At RSA: Focus on Cyber in the Public Interest

Congress, non profits and government agencies could all use technology and cyber security expertise. The RSA Conference is pondering what it will take to foster cyber security pros to work in the public interest.

---

Anyone who has been a part of the community for any period of time would tell you that altruism is part and parcel of information security. Generosity is died in the wool of hackers, independent researchers and other security pros. After all: security teams within- and across industries regularly share information about threats and attacks. Anti virus firms have long worked collaboratively to analyze and understand new malicious software, even while competing vigorously in the marketplace. And, long before you could become a millionaire by discovering software vulnerabilities, white and gray hat hackers routinely did it for no money, little or no recognition, and significant risk of being sued by the very firms they were trying to help.

Still, formal roles for hacking “in the public interest” are rare. Unlike professions like law or public safety, there are few outlets for cyber security professionals interested in hopping off a career track and devoting some time and energy to helping non profits, the underserved or governments address information security risk.

That may soon be changing, however. A special, day-long program to talks at the RSA Conference in San Francisco this week has experts from the information security industry, the non-profit sector, government and academia discussing the issue of public interest “cyber.” Bridging the Gap: Cybersecurity + Public Interest Tech will explore how to make it easier for skilled cybersecurity professionals to give back.
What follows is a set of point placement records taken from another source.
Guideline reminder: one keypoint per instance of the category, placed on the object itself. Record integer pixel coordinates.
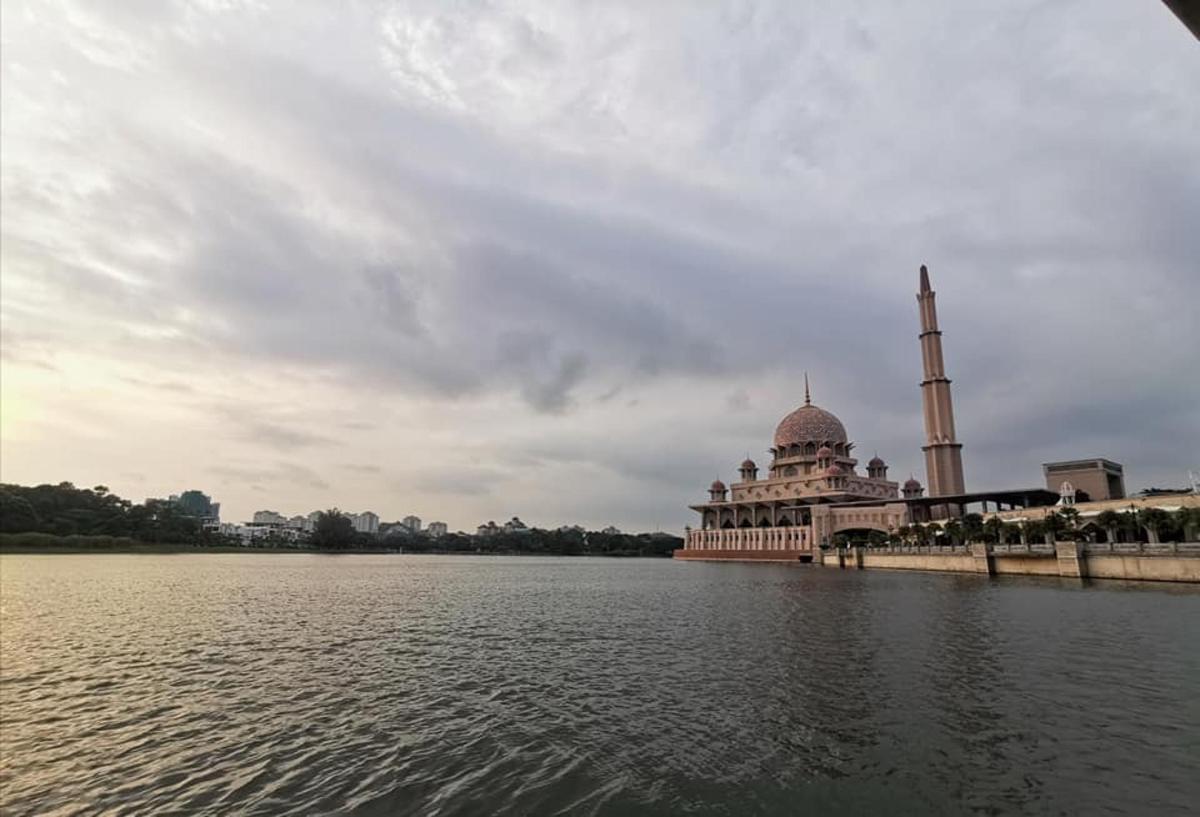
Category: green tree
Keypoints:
(1189, 522)
(972, 527)
(1110, 521)
(1155, 521)
(333, 530)
(953, 529)
(1054, 524)
(995, 528)
(17, 514)
(1033, 530)
(1071, 520)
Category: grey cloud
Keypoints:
(603, 209)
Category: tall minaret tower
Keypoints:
(943, 452)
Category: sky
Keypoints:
(570, 260)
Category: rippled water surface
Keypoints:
(459, 685)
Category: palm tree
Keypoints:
(1110, 521)
(1071, 521)
(1032, 529)
(1155, 520)
(972, 527)
(1189, 521)
(1054, 524)
(995, 528)
(953, 529)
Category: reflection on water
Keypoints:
(457, 685)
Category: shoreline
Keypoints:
(129, 550)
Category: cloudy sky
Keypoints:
(570, 260)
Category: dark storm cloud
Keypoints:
(461, 204)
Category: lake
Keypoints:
(462, 685)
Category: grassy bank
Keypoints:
(34, 542)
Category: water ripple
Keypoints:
(379, 685)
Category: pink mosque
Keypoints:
(814, 490)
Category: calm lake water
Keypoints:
(460, 685)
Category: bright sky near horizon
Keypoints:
(569, 260)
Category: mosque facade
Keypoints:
(814, 487)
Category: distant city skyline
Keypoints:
(564, 262)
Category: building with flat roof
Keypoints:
(1091, 480)
(814, 487)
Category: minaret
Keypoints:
(943, 452)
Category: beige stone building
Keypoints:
(813, 487)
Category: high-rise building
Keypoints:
(365, 522)
(269, 517)
(943, 452)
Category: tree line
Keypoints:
(64, 510)
(64, 515)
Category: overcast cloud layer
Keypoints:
(570, 260)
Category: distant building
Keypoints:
(198, 504)
(269, 517)
(1095, 479)
(365, 522)
(515, 526)
(301, 523)
(251, 534)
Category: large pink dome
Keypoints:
(809, 424)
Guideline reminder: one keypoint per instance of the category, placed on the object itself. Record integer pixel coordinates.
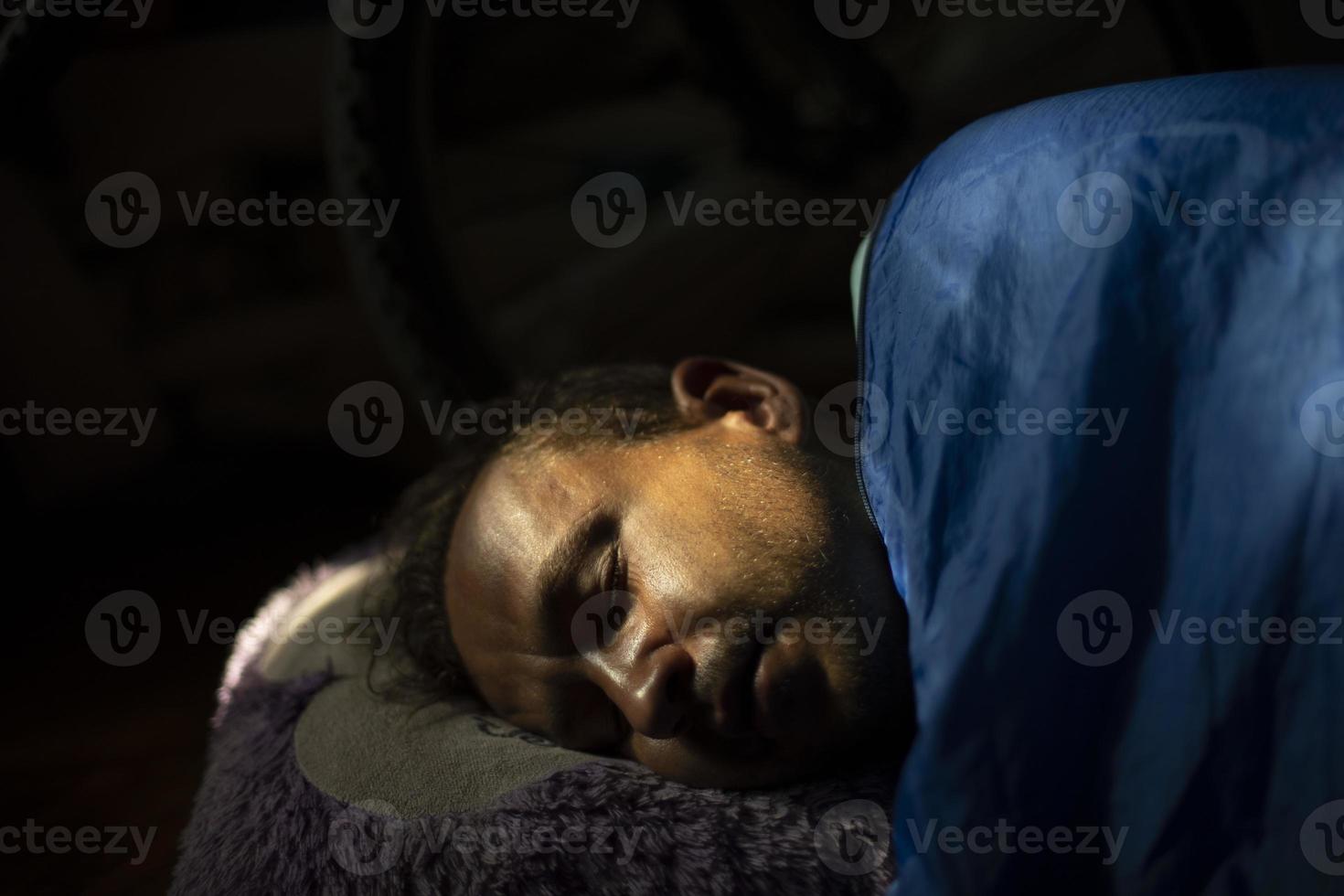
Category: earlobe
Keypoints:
(718, 389)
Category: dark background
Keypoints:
(242, 337)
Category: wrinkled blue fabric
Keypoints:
(1221, 497)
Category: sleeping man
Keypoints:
(1087, 575)
(702, 592)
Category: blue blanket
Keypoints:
(1103, 338)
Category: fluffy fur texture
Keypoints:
(260, 827)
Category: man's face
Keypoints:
(709, 603)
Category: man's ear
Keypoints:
(715, 389)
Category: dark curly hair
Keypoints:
(426, 664)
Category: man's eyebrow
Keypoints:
(560, 566)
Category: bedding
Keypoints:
(1103, 343)
(316, 784)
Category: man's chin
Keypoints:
(750, 764)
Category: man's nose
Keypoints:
(648, 676)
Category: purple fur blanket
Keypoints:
(601, 827)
Bruce Schneier of IBM, a Fellow and Lecturer at Harvard’s Kennedy School, helped put the program together with the help of The Ford Foundation. In an interview with The Security Ledger, Schneier said the work was a direct outgrowth of his recent work at both The Kennedy School and Harvard Law School, as well as his work on his last book, Click Here to Kill Everybody, which made a strong case for the need for more engagement between the cyber security industry and public policy and governmental organizations. (Check out my interview with Bruce about the book on Episode #111 of Security Ledger Podcast.)

The need is acute, he said. “Right now there are almost no technologists on congressional staffs,” he notes. “That’s because nobody knows they need them.”

Schneier said the mandate for public interest cyber is broad. It encompasses everything from placing technologists within government agencies, to fostering joint degree programs at universities that combine computer science with disciplines like law or public policy, to collaborating with the work of non governmental organizations like The Electronic Frontier Foundation. The need is clear, Schneier said. Civil society and non governmental organizations like Human Rights Watch, Amnesty International and Greenpeace may have a chief security officer position on staff, but such organizations often find themselves “fighting nation states with the budget of a public charity,” he said.

“We know from our industry that if you get the tech wrong you’ll never get the policy right,” he said, noting the raging policy debate around encryption, “going dark” and requests by law enforcement for so-called “back doors” in data encryption algorithms. “There’s a real, legitimate policy debate there,” Schneier said. “Do we want the security that comes from devices that can’t be broken or do we want the security that comes from being able to break devices?”

In the absence of technologists and accurate information, however, technology policy debates often center on how to achieve impossible outcomes. For example: the debate about law enforcement “going dark” turns on the idea that there can be data encryption schemes with back doors that allow law enforcement (or other “good guys”) in without also allowing malicious actors to subvert security features. But no such solution exists, Schneier notes.

The situation in high tech and information security today is similar to that in the legal profession 50 or 60 years ago, said Michael Brennan, the Program Officer for Technology and Society at The Ford Foundation.

“Back then you had the ACLU, but you didn’t have the wealth of legal clinics and pro bono practices and degrees for human rights law and non profit law. We see a parallel with public interest technology,” Brennan said.

“We understand that technology…is a foundational piece that touches everything. If we’re going to be successful in our mission we believe we need technologists who are working on the side of justice in all these areas.”

Schneier said a similar model might work in technology, with leading technologists expected to devote a percentage of their professional life to public interest technology. “Today at Harvard Law School, 20 percent of the graduating class goes into public interest law,” he said. “The ACLU, when they post a job opening paying one half- to one third- of what you make in private practice, they get hundreds of applications.”

The event on Thursday will feature six panels that look at different aspects of public interest tech including work going on in government, the university and academia as well as in non-governmental organizations and the work that private firms are doing. Speakers include Mitchell Baker, the Chairwoman of Mozilla Corporation, EFF head Cindy Cohn and Shannon Vallor, an AI Ethicist and visiting researcher at Google.

There’s lots of work to be done. “Right now there’s not a lot of supply – in other words: engineers who want to do this.” Still, Schneier notes: there’s more supply than demand. “There are more engineers looking to do this than there are places for them to go…There needs to be demand.”